Apathy might prevail, but there is also some saturation point which politician can only second guess and not predict. Those are Tita Inday's least of worries, for she does her earnest share of compassion beginning in her own neighborhood.

"Begin with the Book of Psalms when one starts with studying the Bible. God's soothing words will refresh your spirit."

For over 20 years, she has been hosting bible studies at her sprawling home - one for the less-fortunate in her immediate neighborhood, and one for the literati and socialite-friends. For the former, the session is accompanied with dinner. For the more privileged, snacks are not even assured.

Mrs. La Viña's favorite city is Paris. When she was getting her visa, she told the French consul, "I want to go to Paris for its Arts, and no other reason." The bemused consul replied, "You are the first Filipino I heard tell me that! You may keep going back!" Aside from the Louvre, she visited the graves of Frédéric François Chopin and a whole retinue of other great artists.

"Just going to Paris makes me feel good!" Of course, Paris never lets down the soul of the intellectuals, the artists, the free spirited, and the principled. Like many inspired spirits, Tita Inday must take to Paris, like a faithful on a pilgrimage, or perhaps, much like doing the spa for her soul!

What about the movies, any favorite? We wanted to thread on trivia?
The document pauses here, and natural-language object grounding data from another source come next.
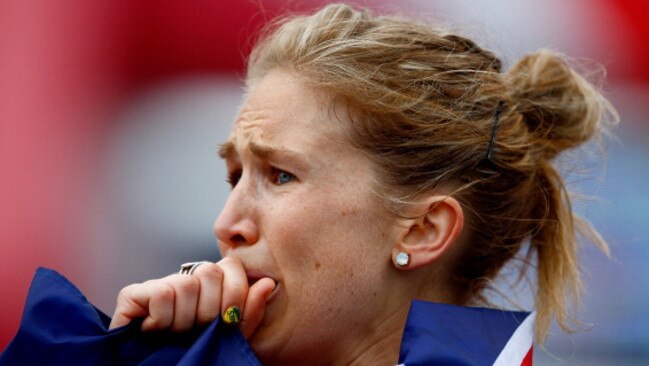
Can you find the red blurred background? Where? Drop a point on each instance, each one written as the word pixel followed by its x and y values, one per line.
pixel 68 69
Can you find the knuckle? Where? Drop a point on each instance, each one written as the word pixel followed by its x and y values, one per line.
pixel 210 272
pixel 165 292
pixel 188 285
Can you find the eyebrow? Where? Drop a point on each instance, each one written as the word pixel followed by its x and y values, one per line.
pixel 227 150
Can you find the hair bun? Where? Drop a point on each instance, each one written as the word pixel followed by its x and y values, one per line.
pixel 560 108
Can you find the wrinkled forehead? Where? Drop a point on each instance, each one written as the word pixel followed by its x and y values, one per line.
pixel 280 110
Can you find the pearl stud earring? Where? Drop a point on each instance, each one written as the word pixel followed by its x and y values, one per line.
pixel 402 259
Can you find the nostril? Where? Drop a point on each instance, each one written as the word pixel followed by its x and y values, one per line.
pixel 238 239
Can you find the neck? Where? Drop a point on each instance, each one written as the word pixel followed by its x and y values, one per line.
pixel 381 344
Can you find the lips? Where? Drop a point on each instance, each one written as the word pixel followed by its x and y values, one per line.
pixel 254 276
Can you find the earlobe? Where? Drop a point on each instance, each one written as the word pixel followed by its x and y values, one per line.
pixel 431 235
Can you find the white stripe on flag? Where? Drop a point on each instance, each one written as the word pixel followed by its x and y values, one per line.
pixel 519 344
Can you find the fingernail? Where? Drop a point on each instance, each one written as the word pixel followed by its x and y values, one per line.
pixel 232 315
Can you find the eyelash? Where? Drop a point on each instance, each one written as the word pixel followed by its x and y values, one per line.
pixel 235 175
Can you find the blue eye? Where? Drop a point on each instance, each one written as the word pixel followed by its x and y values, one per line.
pixel 283 177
"I am bored with movies, unless it has Audrey Hepburn in it. I just love a little "holly golitely" thing (a little craziness, as essayed by Audrey Hepburn in Breakfast at Tiffany's). Somehow, her silhouette resembles the graceful actress' figure.

Aside from regular Bible studies, she loves reading books. Fondly, she reminisces how she cried at moments reading Alexander Tolstoy's Anna Karenina. I love the multi-plot textures of Russioan novelists."
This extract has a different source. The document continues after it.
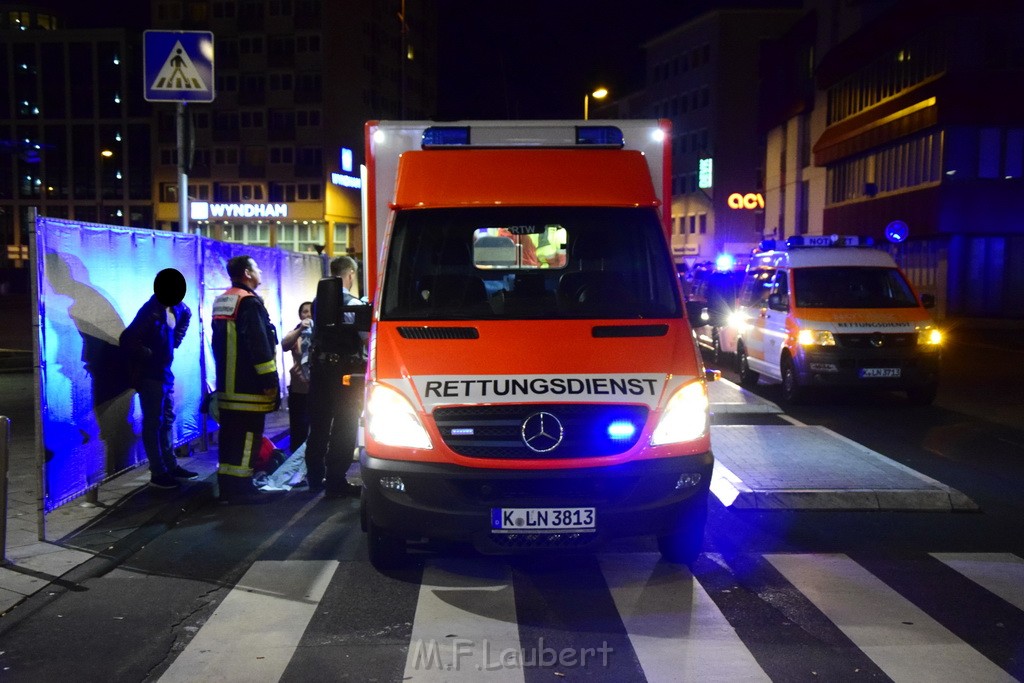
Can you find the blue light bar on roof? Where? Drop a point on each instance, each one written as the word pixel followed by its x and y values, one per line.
pixel 602 135
pixel 445 136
Her last read was Reuben Canoy's "History of Mindanao."

These days, she wishes to master the computer and the internet, for with it, one can "connect with the world". She grows her own flora for her Ikenobo practice, which is a very strict school of the Ikebana discipline.
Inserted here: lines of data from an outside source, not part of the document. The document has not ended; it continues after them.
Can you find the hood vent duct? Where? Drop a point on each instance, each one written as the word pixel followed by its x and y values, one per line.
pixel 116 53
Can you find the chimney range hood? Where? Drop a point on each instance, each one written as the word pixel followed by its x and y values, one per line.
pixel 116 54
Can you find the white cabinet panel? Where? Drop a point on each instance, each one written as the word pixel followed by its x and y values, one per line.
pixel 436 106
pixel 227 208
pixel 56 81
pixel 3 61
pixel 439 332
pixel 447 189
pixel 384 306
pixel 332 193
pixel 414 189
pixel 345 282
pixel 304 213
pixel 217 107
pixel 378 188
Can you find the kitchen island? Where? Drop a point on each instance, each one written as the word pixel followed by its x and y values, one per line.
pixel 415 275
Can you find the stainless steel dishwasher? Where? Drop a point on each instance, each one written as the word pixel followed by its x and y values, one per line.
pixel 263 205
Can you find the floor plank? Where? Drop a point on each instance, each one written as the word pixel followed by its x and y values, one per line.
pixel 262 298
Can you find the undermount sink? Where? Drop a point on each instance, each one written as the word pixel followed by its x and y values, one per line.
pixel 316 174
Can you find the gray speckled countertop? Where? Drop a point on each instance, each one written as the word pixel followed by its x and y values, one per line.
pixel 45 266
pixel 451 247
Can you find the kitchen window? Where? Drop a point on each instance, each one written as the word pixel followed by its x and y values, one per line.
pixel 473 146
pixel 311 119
If one merely looks at her being a socialite matron, one can hardly believe that she once chaired a public protest during the Marcos regime. Oil price at that time was on a frantic roller-coaster trend, with the up-trend more frequent. It was such a success that practically, no transportation ran that day. The action in the city went in good synchrony with the rest of the country, that Marcos rolled back the oil price, albeit temporarily.

As we were folding up post lunch, she reiterated, "I am challenging the good people of the city, to ventilate their grumblings objectively and concretely."

Making the LGU an advocate of citizens' initiative in a particular concern may even be just what our incumbent administration needs. The pro-active Mrs La Viña believes that we all should transcend the stage of merely being critical; and that, we should also provide the solution along with the criticisms."

"Come up with a solid proposal on what is best for the city. Make it in black and white."

Those, and having faith in people, and standing on well-founded principles might probably just be what we need as leverage to lift the state of our city.

Published in the Sun.Star Cagayan de Oro newspaper on December 09, 2010.